E poucas misérias morais são tão reveladoras quanto aquela que, diante da dor de alguém, escolhe investigar a vítima com mais rigor do que o agressor.
É como se a consciência, incapaz de sustentar o peso da injustiça, preferisse terceirizar a culpa para quem já está ferido.
Culpar a vítima quase sempre é um atalho emocional para poupar estruturas, conveniências e cumplicidades.
Exigir Justiça demanda coragem, lucidez e, acima de tudo, disposição para encarar o desconforto de reconhecer onde realmente mora a violência.
Já culpar quem sofreu permite preservar reputações, proteger interesses e manter intactos certos afetos ideológicos e morais.
É um expediente perverso: condena-se menos o ato injusto e mais a fragilidade de quem não conseguiu escapar dele.
Existe também um narcisismo disfarçado nesse tipo de reação.

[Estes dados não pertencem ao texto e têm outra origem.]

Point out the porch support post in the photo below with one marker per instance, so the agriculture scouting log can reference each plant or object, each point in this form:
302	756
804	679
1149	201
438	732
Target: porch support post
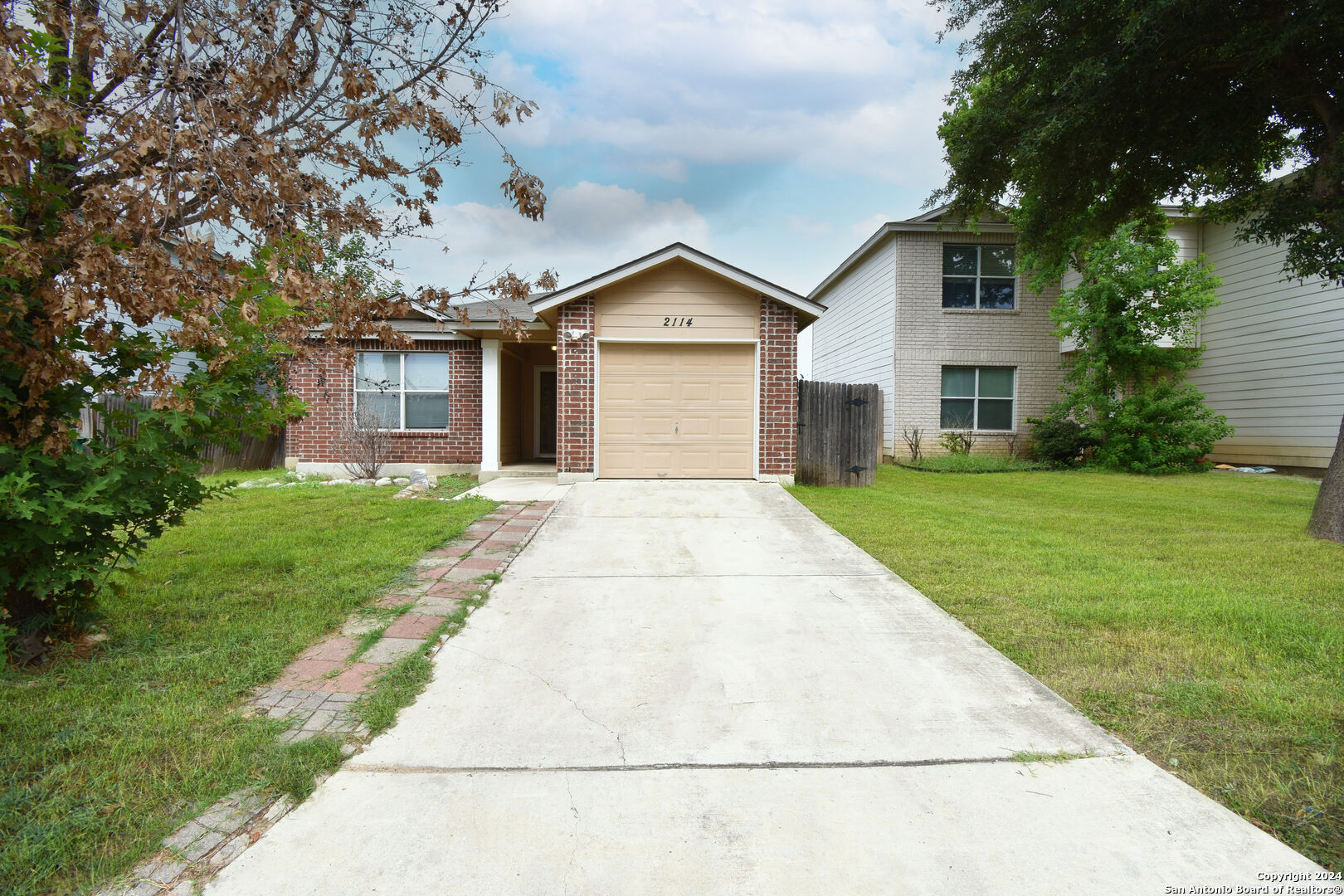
489	405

Quem culpa a vítima frequentemente se coloca num pedestal imaginário, como se dissesse: “comigo teria sido diferente”.
Nessa fantasia, o sofrimento alheio vira palco para exibição de falsa superioridade, e não oportunidade de empatia.
Mas a vida real não se curva à arrogância dos que analisam tragédias do alto da própria zona de conforto.
Há violências que desabam rápido demais, manipulações que se instalam silenciosamente, contextos que esmagam qualquer simplificação preguiçosa.
A Justiça, por sua vez, começa onde esse conforto acaba.
Ela exige que se olhe para o fato sem romantizar o agressor nem sabatinar a vítima como se o seu comportamento precisasse atingir um padrão irreal de pureza para merecer proteção.
Porque a dignidade humana não é prêmio por perfeição.
Ninguém precisa ser impecável para ter direito de não ser ferido, violado, humilhado ou descartado.
Talvez por isso tanta gente prefira o “Textão” apequenado: ele oferece a ilusão de reflexão sem o custo ético da responsabilidade.
Soa elaborado, parece racional, mas no fundo só repete a velha brutalidade de sempre com mais linhas e menos vergonha.
Clamar por Justiça é muito mais difícil, justamente porque não combina com malabarismo moral.
Pois pede firmeza para nomear a violência, honestidade para não inverter papéis e humanidade para não fazer da dor alheia um tribunal de conveniência.
No fim, textos grandes não engrandecem consciências pequenas.
E toda vez que alguém escolhe culpar a vítima em vez de clamar por Justiça, o que se revela não é criticidade, mas a Miséria Espiritual de quem prefere ferir de novo a reconhecer o verdadeiro culpado.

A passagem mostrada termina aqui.